Determining Fitness Is Key in Mantle Cell Lymphoma Treatment Selection

It is critical to assess the fitness of a patient with mantle cell lymphoma (MCL) from the get-go as part of the treatment decision-making process, according to Shalin Kothari, MD.

As part of a visit to Yale Cancer Center in New Haven, Connecticut, CancerNetwork^® spoke with Kothari about the current treatment paradigm for MCL as well as key characteristics to consider when sequencing different therapeutic options. Patients who are younger and have more fitness, for example, are eligible to undergo treatment with BTK inhibitor-based regimens such as those employed in the phase 3 TRIANGLE study (NCT02858258).¹ On the other hand, combinations that include bendamustine (Treanda) and rituximab (Rituxan) may be suitable for use among those who are older and have frailty.

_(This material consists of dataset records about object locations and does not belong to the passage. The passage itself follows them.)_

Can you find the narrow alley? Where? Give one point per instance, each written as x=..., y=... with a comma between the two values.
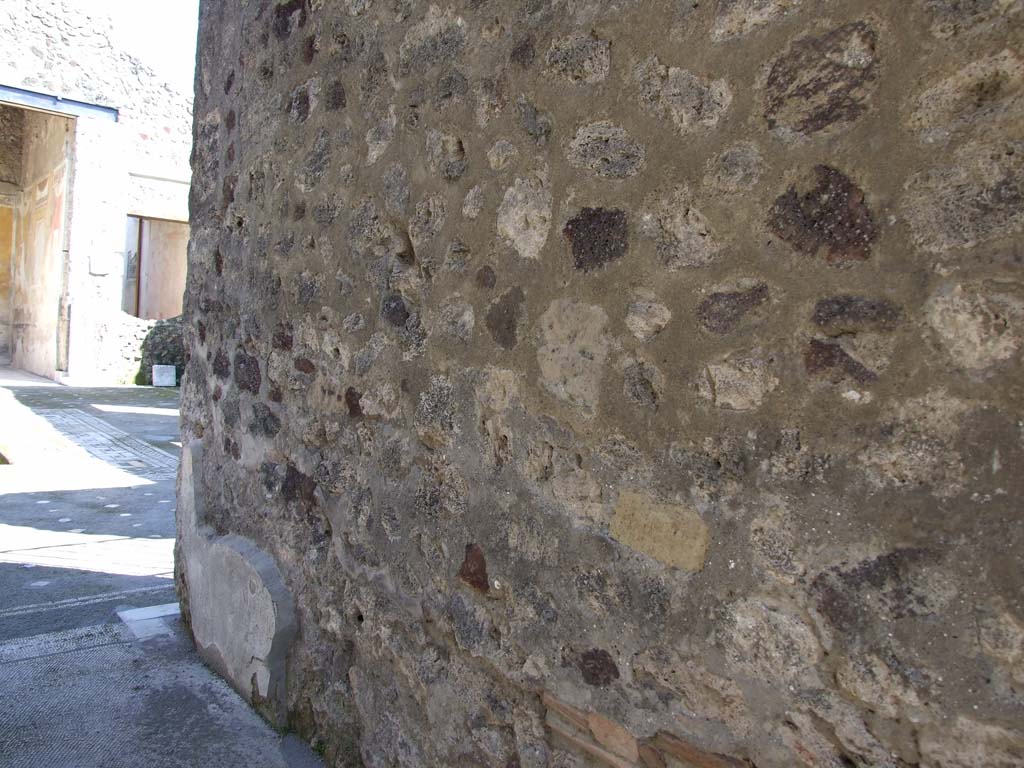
x=95, y=668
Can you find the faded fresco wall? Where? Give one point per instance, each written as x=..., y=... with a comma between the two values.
x=165, y=246
x=38, y=272
x=613, y=383
x=11, y=128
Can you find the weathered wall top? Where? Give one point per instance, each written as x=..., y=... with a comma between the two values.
x=54, y=47
x=622, y=383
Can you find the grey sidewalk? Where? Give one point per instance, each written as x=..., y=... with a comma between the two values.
x=87, y=679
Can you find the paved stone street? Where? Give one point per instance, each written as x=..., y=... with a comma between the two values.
x=95, y=669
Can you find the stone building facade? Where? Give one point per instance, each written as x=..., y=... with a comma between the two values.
x=94, y=182
x=611, y=383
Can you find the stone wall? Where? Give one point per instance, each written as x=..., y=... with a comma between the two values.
x=138, y=165
x=10, y=147
x=59, y=47
x=38, y=278
x=616, y=383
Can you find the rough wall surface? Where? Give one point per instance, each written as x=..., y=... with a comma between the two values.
x=622, y=383
x=11, y=128
x=60, y=48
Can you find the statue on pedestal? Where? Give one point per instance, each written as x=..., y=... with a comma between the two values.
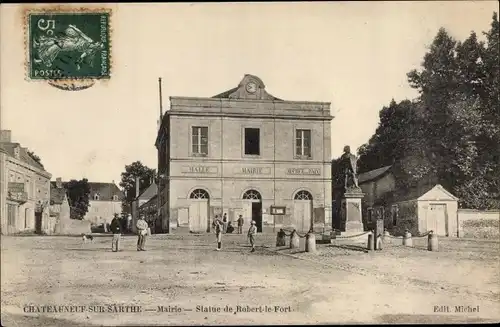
x=348, y=162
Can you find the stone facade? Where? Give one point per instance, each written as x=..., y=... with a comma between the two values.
x=24, y=190
x=232, y=179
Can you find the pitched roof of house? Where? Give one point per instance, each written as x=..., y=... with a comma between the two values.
x=56, y=194
x=372, y=174
x=106, y=191
x=23, y=154
x=150, y=192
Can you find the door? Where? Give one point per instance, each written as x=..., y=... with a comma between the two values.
x=183, y=216
x=198, y=216
x=302, y=215
x=257, y=215
x=38, y=222
x=302, y=211
x=11, y=218
x=437, y=219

Kothari is an assistant professor of Medicine (Hematology) at Yale University.

Transcript:

The current treatment options for MCL depend on the [patient’s] own fitness. The fitness is [quite] important to determine from the get-go. For patients who are young and otherwise fit, the standard of care has recently changed among most lymphoma doctors. That is based off the TRIANGLE study, which [evaluated] a combination of rituximab plus cyclophosphamide, doxorubicin, vincristine, and prednisone [R-CHOP] with rituximab plus dexamethasone, cytarabine, and cisplatin or oxaliplatin [R-DHAP] alternating with R-DHAP in combination with a BTK inhibitor. The TRIANGLE study used ibrutinib [Imbruvica], which is the first-generation BTK inhibitor, but at this time, that’s off the market, so we typically would end up using a second- or third-generation [BTK inhibitor] such as acalabrutinib [Calquence] or zanubrutinib [Brukinsa].

If patients are [older], frail, or less fit or do not meet [inclusion] criteria for the TRIANGLE study, then we typically go for rituximab [Rituxan] and bendamustine [Treanda]-based therapy in combination with or without BTK inhibitors. The addition of BTK inhibitors in [patients who are older and] frail is something that is still in research. I would not say that that is a settled question, but there are 2 important trials in that arena called SHINE [NCT01776840] and ECHO [NCT02972840].^2,3 The ECHO study and the SHINE study showed that if you add ibrutinib to a [rituximab/bendamustine] backbone in [patients who are older and] frail, the [progression-free survival] is improved. But it has not yet led to an overall survival benefit. [Meanwhile], in the ECHO study, which combined acalabrutinib with rituximab and bendamustine, overall, we have seen more favorable outcomes, most likely due to acalabrutinib being less toxic than ibrutinib and being more selective. That’s basically the current paradigm.

The third bucket, I would say, of patients who are very frail—where they cannot tolerate any chemotherapy whatsoever—I would consider BTK inhibitors with rituximab as a standard combination, although we have clinical trials ongoing here, so we would put patients on that. In addition, the biology is important, especially for TP53-mutated disease. We [usually] would want to avoid chemotherapy because those patients are typically chemotherapy-refractory.

References

1. Dreyling M, Doorduijn J, Giné E, et al. Ibrutinib combined with immunochemotherapy with or without autologous stem-cell transplantation versus immunochemotherapy and autologous stem-cell transplantation in previously untreated patients with mantle cell lymphoma (TRIANGLE): a three-arm, randomised, open-label, phase 3 superiority trial of the European Mantle Cell Lymphoma Network. Lancet. 2024;403(10441):2293-2306. doi: 10.1016/S0140-6736(24)00184-3.
2. Wang ML, Jurczak W, Jerkeman M, et al. Ibrutinib plus bendamustine and rituximab in untreated mantle-cell lymphoma. N Engl J Med. 2022;386(26):2482-2494. doi: 10.1056/NEJMoa2201817.
3. Wang M, Salek D, Belada D, et al. Acalabrutinib plus bendamustine-rituximab in untreated mantle cell lymphoma. J Clin Oncol. 2025;43(20):2276-2284. doi: 10.1200/JCO-25-00690.